Serdar KAYA
Bugünlerde sürekli İsrail’den söz ediyoruz. Ama bazı soruları sormak nedense pek aklımıza gelmiyor:
İsrail çok sayıda masum insanın ölümüyle sonuçlanacağı belli olan saldırılarda bulunmaktan neden çekinmiyor? İsrail halkının çoğunluğu bu saldırıları nedendestekliyor? Hatta bazı İsrailliler bu saldırıları nasıl oluyor da kutlayabiliyorlar? Kimi İsrailli siyasetçi, akademisyen ya da din adamlarının Filistinlileri tamamen dehümanize eden ve katledilmelerini sıradanlaştıran beyanlarda bulunmaları nasıl mümkün olabiliyor?

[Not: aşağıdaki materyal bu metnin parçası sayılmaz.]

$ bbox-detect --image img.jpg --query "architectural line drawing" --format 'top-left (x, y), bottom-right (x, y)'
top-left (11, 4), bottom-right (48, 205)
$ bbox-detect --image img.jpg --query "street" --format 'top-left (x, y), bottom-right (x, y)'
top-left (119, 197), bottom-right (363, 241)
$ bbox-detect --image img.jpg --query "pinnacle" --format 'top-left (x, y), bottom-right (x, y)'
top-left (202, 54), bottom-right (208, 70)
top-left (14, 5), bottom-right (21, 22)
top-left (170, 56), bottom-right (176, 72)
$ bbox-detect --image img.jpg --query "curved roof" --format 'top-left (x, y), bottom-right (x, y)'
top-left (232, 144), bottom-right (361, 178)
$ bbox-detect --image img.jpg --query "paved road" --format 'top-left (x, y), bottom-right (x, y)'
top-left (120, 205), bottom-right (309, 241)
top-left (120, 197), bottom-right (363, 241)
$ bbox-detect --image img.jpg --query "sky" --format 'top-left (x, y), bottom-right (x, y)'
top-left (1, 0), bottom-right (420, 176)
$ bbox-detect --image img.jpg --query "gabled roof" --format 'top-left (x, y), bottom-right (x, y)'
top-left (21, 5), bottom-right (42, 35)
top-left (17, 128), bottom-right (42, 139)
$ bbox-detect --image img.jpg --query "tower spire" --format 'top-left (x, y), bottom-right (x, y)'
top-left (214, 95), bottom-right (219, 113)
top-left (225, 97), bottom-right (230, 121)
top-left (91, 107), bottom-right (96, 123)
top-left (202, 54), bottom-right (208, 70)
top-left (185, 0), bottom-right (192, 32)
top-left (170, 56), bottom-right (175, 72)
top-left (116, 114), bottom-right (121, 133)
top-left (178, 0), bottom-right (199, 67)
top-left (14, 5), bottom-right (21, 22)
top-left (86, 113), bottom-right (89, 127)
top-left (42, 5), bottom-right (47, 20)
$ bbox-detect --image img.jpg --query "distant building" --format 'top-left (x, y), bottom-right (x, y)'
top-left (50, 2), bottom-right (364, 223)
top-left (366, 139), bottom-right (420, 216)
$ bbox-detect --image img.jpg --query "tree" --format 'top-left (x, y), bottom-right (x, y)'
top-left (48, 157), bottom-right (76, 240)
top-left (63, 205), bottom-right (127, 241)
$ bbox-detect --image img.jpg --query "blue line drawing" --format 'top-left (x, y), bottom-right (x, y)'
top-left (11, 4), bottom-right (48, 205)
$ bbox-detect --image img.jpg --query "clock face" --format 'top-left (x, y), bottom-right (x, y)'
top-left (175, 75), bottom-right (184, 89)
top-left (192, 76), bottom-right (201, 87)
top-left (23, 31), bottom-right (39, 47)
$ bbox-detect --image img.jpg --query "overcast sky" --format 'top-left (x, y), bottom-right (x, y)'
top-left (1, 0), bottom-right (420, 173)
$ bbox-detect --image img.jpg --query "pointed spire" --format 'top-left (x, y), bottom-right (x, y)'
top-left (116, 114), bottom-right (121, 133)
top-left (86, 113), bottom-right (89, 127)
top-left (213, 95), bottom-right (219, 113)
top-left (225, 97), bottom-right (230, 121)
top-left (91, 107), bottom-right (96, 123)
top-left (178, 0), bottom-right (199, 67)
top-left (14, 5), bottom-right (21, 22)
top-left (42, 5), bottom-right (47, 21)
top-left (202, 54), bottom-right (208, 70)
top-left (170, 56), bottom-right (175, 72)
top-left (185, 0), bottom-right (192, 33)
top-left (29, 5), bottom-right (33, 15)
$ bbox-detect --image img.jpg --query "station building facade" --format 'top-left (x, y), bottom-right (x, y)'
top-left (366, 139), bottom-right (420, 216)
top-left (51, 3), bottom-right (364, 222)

Bu çerçevedeki konularda sıklıkla bahisler açsak da, spesifik olarak bu nedenselsorgulamalarda bulunmuyoruz. Zira, pek çok diğer konuda olduğu gibi bu konuda da zihnimizde sorular değil, cevaplar var. Yani, İsraillilerin Filistinlilere karşı nasıl bu denli acımasız olabildiklerini merak etmiyoruz, çünkü bu sorunun cevabını bildiğimizi zannediyoruz.
Öteki = Kötücül
Türkiye’de İsrail ve Siyonistler hakkında yapılan yorumların ezici bir çoğunluğu, doğruluğundan çok fazla şüphe edilmeyen bir kötücüllük varsayımı üzerine oturuyor. Bu yaklaşıma göre, İsrailliler (ve hele de Siyonistler) son derece kötücül kimseler… Dolayısıyla da, Filistinli kadın ve çocukları öldürmekten çekinmiyor, Gazze’ye bombalar düştüğünde kutlamalar yapıyor ve sürekli Filistinlilerin hak ve hayatlarını hiçe sayan sözler sarf ediyorlar.

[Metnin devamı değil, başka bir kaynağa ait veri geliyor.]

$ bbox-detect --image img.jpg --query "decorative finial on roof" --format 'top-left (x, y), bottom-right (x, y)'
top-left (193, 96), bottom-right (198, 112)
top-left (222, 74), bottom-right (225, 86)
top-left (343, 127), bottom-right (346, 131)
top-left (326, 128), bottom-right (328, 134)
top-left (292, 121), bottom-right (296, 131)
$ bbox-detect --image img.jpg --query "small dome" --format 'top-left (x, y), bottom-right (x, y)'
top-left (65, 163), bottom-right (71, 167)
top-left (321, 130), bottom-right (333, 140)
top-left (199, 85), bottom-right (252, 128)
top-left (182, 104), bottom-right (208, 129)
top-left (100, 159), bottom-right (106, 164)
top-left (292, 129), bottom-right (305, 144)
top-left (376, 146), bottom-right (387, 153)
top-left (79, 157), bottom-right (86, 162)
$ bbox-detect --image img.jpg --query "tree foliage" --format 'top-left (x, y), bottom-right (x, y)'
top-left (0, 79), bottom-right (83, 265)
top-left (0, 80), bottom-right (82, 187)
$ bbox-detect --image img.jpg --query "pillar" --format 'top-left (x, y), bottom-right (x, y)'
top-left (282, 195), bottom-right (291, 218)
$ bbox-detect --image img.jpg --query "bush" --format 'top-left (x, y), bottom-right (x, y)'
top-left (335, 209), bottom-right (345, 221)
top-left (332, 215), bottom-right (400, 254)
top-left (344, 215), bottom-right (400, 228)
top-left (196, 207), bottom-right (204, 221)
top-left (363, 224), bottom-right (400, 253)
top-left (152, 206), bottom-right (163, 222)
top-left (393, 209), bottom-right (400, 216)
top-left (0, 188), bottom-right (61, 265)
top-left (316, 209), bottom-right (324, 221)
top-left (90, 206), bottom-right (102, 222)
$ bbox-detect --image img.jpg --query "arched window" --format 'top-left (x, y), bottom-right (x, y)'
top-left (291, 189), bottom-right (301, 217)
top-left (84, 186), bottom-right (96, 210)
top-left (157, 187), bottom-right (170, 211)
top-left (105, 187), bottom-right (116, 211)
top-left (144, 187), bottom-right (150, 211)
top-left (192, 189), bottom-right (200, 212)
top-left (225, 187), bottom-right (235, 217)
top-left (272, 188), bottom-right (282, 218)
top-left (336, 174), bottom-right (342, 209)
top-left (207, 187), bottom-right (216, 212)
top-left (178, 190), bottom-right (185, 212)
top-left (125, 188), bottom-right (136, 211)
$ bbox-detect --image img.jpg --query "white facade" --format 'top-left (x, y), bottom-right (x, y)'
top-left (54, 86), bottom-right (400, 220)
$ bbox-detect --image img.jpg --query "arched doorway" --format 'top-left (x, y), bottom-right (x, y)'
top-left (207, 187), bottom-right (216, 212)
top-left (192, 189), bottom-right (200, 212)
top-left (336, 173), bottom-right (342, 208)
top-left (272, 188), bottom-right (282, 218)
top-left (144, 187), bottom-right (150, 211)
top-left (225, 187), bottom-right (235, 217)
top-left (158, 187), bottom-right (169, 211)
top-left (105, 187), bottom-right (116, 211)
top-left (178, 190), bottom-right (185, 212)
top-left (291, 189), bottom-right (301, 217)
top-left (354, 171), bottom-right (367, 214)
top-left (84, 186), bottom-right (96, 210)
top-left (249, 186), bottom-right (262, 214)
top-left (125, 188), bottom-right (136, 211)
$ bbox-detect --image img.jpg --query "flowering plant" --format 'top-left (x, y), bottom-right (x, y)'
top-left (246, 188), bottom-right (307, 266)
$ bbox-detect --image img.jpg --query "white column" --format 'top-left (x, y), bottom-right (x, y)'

Bu yaklaşım her zaman bu şekilde ifade bulmasa da, İsrail’e yönelik tavır ve eleştirilerin tamamına yakını bu özcü varsayımın izlerini taşıyor. Yani, yaşanan tartışmalardaki asıl sorun aslında Yahudilere nisbetle yapılan Hitler ve Holokost övgüleri değil. Asıl sorun, her etnik kimliğe doğuştan gelen kimi özellikler atfetmek suretiyle bu gibi nefret söylemlerine temel teşkil eden özcü algılar taşıyor olmak. Türkiye’deki yaygın İsrail eleştirileri, bu türden (ve aslında gayet tipik olan) bir antisemitizm içeriyor. ABD’nin İsrail’e askeri yardımlarda bulunması ya da Batılıların Filistinlilerin hayatı konusunda nisbeten daha duyarsız davranmaları gibi gerçeklikler ise, sadece bu önyargıları teyit etme (ve daha geniş kategoriler altında genelleme) işlevi görüyor.
‘Biz ve onlar’
Sosyal psikoloji alanında yapılan kimi deneyler, Öteki addettiğimiz kimliklere kötücül nitelikler atfetmemizin aslında önemli ölçüde kendimiz ile ilgili bir durum olduğunu ortaya koyuyor. Şöyle ki, insanlar “Onlar kötü” diyerek aslında “Biz iyiyiz” demeye çalışıyorlar. Bu çaba, doğrudan insan doğası ile ilgili. Zira, insanlar, kendilerine olumlu nitelikler atfetme ihtiyacındalar. Bu nedenle de, “Onlar kötü, ama biz de pek iyi sayılmayız” gibi yorumlar aynı derecede yaygın değil.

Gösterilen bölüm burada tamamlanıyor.